Выходит, мы совсем отдалились друг от друга, Милена, и лишь одно, но могучее желание нас объединяет: чтобы ты была здесь, чтоб лицо твое было рядом со мной, как можно ближе. И, конечно, еще желание смерти — нас объединяет желание "легкой" смерти, но оно ведь уже и совершенно детское желание; вот так же на уроке математики, когда учитель на кафедре листал свой кондуит и, возможно, искал мою фамилию, я следил за ним и, сравнивая с этим воплощением силы, ужаса и реальности свое непостижимое ничтожество и невежество, охваченный полусонным оцепенением страха, желал одного: подняться бы сейчас невидимкой, пробежать невидимкой между партами, пролететь мимо учителя на невесомых, как мои математические познания, крыльях, как-нибудь преодолеть дверь и, очутившись снаружи, прийти в себя и вздохнуть свободно на чудесном вольном воздухе, зная, что нигде в подлунном мире он не будет так накален, как в оставленной мною комнате.
Тебе непременно надо знать, Милена, люблю ли я тебя, ты снова и снова задаешь мне этот трудный вопрос, но как на него ответить в письме (будь это даже и последнее воскресное письмо)? Вот когда мы вскоре увидимся, я тебе наверняка это скажу (если не откажет голос).
Только не пиши больше о поездке в Вену; я не поеду, но каждым упоминанием об этом ты словно подносишь язычок пламени к моей оголенной коже, пламя уже превратилось в маленький костер, он не затухает, а горит ровно, да нет, даже разгорается. Не может быть, чтоб ты этого хотела.
Как ни верти твое сегодняшнее письмо, такое милое, такое преданное, принесшее мне столько радости и счастья, оно все-таки "письмо спасателя". Милена среди спасателей! (Находись и я среди них, была бы она тогда уже со мной? Нет, как раз тогда-то наверняка нет). Милена среди спасателей — она, знающая по себе, убеждающая снова и снова, что спасти другого человека можно только самим фактом своего бытия и ничем иным. И вот она, спасшая меня уже одним тем, что она есть, пытается теперь задним числом сделать то же самое другими, бесконечно более жалкими средствами. Когда человек спасает тонущего, это, конечно, подвиг, но когда он потом дарит спасенному еще и абонемент на уроки плавания — это зачем? Зачем спасателю облегчать себе задачу, зачем он отказывается и впредь спасать другого только самим фактом своего бытия, своей постоянной готовности спасти, зачем он перекладывает эту обязанность на плечи тренеров и давосских хозяев отелей? И помимо всего прочего я вешу целых пятьдесят пять килограммов и сорок граммов! И куда я улечу, если мы друг с другом держимся за руки? И кроме того — вот, собственно говоря, суть всех моих предшествовавших разглагольствований, — я никогда больше не уеду от тебя в такую даль. Я ведь только что выбрался из подземелий меранской тюрьмы.

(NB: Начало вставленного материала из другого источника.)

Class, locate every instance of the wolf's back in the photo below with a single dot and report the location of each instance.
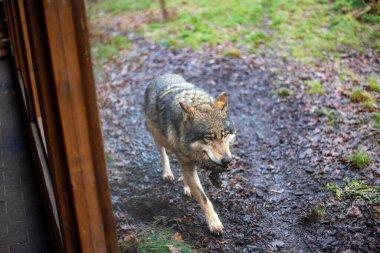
(162, 98)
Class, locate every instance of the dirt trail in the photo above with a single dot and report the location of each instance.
(269, 186)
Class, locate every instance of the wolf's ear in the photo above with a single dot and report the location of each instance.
(221, 101)
(187, 108)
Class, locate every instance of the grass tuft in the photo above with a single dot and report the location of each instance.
(373, 84)
(357, 189)
(161, 240)
(324, 112)
(156, 239)
(284, 92)
(359, 95)
(377, 119)
(233, 53)
(360, 159)
(314, 214)
(315, 87)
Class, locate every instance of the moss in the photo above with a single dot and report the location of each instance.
(360, 159)
(233, 53)
(373, 84)
(284, 92)
(315, 87)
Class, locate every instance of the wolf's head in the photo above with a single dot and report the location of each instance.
(208, 130)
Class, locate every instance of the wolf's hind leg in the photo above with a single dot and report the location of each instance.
(186, 188)
(167, 173)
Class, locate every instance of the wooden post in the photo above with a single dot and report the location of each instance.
(56, 37)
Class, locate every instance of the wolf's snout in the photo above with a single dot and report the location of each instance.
(226, 160)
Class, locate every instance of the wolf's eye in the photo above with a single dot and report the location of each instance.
(225, 134)
(208, 137)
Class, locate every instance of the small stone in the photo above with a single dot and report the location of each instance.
(309, 170)
(277, 244)
(259, 193)
(327, 242)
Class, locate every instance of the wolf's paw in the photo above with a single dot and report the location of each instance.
(215, 226)
(187, 191)
(168, 177)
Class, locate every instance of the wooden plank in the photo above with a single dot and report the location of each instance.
(52, 127)
(30, 68)
(47, 190)
(75, 125)
(18, 49)
(59, 57)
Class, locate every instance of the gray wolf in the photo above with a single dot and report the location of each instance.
(188, 122)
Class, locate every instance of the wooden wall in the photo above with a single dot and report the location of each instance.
(51, 52)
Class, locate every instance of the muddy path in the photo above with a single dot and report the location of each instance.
(271, 184)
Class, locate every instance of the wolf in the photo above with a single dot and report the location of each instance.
(187, 121)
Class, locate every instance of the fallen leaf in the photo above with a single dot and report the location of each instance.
(173, 249)
(177, 237)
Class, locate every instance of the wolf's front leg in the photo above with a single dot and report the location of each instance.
(167, 173)
(191, 178)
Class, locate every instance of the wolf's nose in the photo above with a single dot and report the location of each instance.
(226, 160)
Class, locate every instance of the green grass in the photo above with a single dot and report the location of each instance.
(110, 48)
(324, 112)
(303, 29)
(360, 159)
(359, 95)
(357, 189)
(233, 53)
(315, 87)
(373, 84)
(284, 92)
(377, 119)
(160, 240)
(118, 6)
(315, 213)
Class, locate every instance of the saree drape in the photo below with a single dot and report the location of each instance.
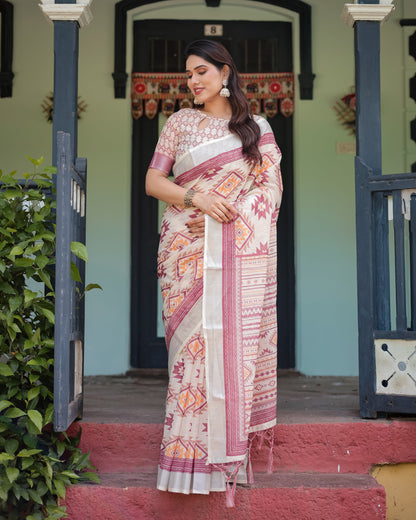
(219, 310)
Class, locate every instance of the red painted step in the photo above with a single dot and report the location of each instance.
(325, 448)
(297, 496)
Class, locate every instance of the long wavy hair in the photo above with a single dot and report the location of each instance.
(241, 123)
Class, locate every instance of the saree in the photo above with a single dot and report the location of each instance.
(219, 306)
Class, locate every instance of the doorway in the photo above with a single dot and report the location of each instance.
(158, 47)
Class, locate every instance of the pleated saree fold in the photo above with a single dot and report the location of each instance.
(219, 311)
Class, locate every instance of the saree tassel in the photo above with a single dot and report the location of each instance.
(250, 475)
(271, 445)
(229, 477)
(229, 493)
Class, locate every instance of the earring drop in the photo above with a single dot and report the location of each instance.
(224, 91)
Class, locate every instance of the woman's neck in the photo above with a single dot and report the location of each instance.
(219, 107)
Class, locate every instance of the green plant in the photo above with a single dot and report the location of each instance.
(36, 464)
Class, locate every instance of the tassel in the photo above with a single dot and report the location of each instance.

Вот ты спросила недавно, как мог я назвать "чудесной" нашу субботу [свидание в Вене] с этим страхом в сердце; объяснить это нетрудно. Поскольку я люблю тебя (а я тебя люблю, непонятливое ты существо, и как любит море крохотную гальку на своем дне, так и моя любовь затопляет тебя всю, — а для тебя такой галькой да буду я, если дозволят небеса) — поскольку я тебя люблю, я люблю весь мир, а весь мир — это и твое левое плечо — нет, сначала было правое, — и потому целую его, когда мне заблагорассудится (а ты, будь добра, чуть приспусти на нем блузку), — но и левое плечо тоже, и твое лицо над моим в лесу, и твое лицо под моим в лесу, и забвенье на твоей полуобнаженной груди. И потому ты права, когда говоришь, что мы были тогда одно, и тут мне страх неведом, ведь это мое единственное счастье, моя единственная гордость — и я сейчас имею в виду не один только лес.